The Commander (E), a thin angular man with a profile of a Caesar, caught the eye of his stricken chief and hurriedly made up a question which had been debated in that morning’s Times.
‘Vincent, how far would you say that young men entering the engineering profession today should be engineers? What I mean to say is, do you think that engineers need a broad education? Or just one in engineering subjects?’
‘I would say the broader the better, sir.’
‘Why?’
‘It’s obvious, sir.’
‘Why is it obvious?’
‘You wouldn’t go to a doctor who only knew how to doctor and who couldn’t have a round of golf with you occasionally, would you, sir?’
‘A hit, a palpable hit,’ murmured the Headmaster under his breath.
‘You’re trying for the wrong profession, young man,’ remarked the Admiral viciously. ‘The House of Commons would welcome you. Now, I want you to look at that picture on the wall and tell us what you can deduce from it.’
The picture was of a sailing boat leaving a narrow wooded harbour. On the nearest hill was a church. Various posts, buoys and anchored boats lay in the channel. It was an ordinary water-colour which could have been bought at any seaside resort. Vincent could see nothing remarkable in it, but the picture plainly had some significance for the Board. He studied it carefully.
‘The boat is a ketch, sir.’
‘How do you know?’
‘The rig, sir.’
‘What do you mean?’
‘Two masts, the after one smaller than the for’d but placed before the rudder post, sir.’
‘Good. What else can you see?’
‘Tide is ebbing, sir.’
‘Why?’
‘You can see by the buoys and the other boats, sir.’
‘Good. Go on.’
‘I can see a weather vane on the top of the church. I think the harbour is on the south coast. It’s evening.’
‘How do you know that?’
‘The shadows of the trees are very long, sir. And one side of the harbour is lit up by the sun and the other is in shadow.’
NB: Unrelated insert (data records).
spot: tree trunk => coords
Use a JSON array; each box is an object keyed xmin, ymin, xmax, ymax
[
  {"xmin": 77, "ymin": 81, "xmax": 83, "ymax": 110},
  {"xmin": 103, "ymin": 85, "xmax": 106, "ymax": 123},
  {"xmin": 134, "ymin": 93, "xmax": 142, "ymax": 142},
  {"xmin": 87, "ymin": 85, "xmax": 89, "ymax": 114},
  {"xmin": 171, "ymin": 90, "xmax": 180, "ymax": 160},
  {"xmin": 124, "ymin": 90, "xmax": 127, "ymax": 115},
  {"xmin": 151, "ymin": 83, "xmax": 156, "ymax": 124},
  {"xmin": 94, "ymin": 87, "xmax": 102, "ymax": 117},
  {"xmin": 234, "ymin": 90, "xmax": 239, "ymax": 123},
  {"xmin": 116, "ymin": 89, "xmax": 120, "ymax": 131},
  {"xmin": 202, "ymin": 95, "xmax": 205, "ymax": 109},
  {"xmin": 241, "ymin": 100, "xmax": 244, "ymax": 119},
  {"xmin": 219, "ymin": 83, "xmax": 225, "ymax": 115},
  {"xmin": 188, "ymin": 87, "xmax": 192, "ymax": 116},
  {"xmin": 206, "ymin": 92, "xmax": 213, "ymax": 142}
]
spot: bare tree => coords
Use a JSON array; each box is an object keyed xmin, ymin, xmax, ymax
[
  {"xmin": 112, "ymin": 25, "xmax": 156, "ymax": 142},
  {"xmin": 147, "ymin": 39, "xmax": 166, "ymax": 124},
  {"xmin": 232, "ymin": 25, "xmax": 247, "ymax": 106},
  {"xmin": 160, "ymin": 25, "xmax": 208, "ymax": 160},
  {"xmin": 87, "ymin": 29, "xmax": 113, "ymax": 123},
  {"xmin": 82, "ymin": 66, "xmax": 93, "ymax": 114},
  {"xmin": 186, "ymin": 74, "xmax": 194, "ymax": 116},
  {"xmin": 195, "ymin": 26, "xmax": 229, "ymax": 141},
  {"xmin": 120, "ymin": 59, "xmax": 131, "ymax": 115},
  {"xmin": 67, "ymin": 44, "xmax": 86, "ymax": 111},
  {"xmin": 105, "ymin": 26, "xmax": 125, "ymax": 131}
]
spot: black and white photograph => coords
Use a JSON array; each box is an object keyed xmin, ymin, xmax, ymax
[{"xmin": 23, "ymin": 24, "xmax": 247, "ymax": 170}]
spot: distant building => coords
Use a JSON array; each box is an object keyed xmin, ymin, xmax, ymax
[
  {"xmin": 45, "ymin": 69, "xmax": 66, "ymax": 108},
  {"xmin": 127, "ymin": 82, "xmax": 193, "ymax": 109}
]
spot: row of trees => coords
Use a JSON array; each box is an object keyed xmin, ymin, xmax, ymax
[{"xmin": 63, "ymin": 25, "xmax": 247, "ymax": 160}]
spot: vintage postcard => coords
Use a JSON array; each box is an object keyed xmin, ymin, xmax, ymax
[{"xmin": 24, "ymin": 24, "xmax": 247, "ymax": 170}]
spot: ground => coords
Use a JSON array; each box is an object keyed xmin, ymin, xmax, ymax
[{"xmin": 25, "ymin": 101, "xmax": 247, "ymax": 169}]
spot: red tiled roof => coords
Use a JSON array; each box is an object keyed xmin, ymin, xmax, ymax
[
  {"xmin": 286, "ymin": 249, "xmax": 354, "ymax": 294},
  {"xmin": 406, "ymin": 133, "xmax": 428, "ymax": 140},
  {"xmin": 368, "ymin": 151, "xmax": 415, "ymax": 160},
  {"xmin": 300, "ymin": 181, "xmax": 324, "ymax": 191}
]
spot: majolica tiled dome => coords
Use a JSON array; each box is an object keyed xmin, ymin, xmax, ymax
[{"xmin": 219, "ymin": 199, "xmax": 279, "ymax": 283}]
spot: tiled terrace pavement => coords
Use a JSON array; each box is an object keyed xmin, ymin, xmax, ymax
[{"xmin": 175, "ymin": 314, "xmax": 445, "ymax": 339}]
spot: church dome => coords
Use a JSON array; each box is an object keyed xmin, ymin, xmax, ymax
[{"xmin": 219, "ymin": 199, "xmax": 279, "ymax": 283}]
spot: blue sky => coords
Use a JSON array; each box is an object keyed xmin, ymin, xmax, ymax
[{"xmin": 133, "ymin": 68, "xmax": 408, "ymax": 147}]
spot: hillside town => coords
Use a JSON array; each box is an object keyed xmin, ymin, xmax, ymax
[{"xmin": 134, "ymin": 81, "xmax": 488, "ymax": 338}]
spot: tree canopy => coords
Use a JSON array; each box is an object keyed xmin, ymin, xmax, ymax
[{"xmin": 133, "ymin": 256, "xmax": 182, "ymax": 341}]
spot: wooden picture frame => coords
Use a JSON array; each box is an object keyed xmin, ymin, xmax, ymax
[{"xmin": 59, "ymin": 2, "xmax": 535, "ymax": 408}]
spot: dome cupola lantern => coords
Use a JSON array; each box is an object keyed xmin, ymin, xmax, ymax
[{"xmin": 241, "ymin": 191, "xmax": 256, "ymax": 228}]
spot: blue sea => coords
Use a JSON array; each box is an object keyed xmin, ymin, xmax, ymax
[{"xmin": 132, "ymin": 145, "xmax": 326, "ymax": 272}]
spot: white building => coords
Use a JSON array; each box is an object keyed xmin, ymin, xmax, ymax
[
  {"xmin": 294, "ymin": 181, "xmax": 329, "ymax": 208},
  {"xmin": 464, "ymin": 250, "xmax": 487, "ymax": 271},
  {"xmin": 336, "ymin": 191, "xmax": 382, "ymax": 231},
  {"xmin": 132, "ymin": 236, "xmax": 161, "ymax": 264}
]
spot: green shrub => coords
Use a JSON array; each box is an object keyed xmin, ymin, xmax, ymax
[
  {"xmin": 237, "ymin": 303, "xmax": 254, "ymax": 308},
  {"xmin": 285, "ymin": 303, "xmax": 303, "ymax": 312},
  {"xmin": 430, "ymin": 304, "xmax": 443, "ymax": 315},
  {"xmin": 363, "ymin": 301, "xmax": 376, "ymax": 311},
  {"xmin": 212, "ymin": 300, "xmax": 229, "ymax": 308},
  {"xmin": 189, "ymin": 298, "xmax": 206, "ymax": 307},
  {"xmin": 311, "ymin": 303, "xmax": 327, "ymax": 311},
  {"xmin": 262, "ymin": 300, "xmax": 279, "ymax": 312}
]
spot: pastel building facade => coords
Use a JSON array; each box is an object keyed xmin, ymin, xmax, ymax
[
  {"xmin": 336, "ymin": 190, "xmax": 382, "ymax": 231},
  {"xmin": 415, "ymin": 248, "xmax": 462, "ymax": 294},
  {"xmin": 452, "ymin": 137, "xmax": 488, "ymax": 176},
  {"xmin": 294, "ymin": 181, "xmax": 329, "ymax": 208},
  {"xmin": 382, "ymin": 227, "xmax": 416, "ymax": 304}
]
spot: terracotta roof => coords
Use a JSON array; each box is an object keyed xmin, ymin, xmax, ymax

‘Very good, Vincent. That’s not at all bad.’
‘Thank you, sir.’
The Commander (S) was a portly man who greatly resembled Mr Pickwick. He realised that he had not yet asked Vincent a single question and heaved himself up in his chair.
‘Vincent, what’s the difference between a planet and a star?’
Vincent paused. He did not answer for some time. The Admiral was jubilant.
‘Come, come, Vincent, there is a difference, you know.’
‘I know there is, sir, but I can’t think of it for the moment. I’m afraid I’m no watcher of the skies and the question is a new planet in my ken.’
The Headmaster applauded.
‘Very neatly turned, Vincent.’
The Psychiatrist wrote on his little pad: ‘Vincent--shifty.’
‘All right then,’ said the Admiral. ‘That will be all, Vincent.’
‘Thank you, sir.’
As soon as the door had closed behind Vincent, the Admiral breathed a great sigh of relief.
‘That boy should have been a politician,’ he said. ‘Living in a wardroom with him would be like living at the feet of Plato. Crafty question of yours that about the planets, Scratch.’
It was significant that the Admiral had used the word ‘wardroom.’ The Board adjusted their assessments accordingly.
Outside in the corridor, Vincent was speaking to the next candidate.
‘All yours, old man. Watch out for the Headmaster. He’s a bastard.’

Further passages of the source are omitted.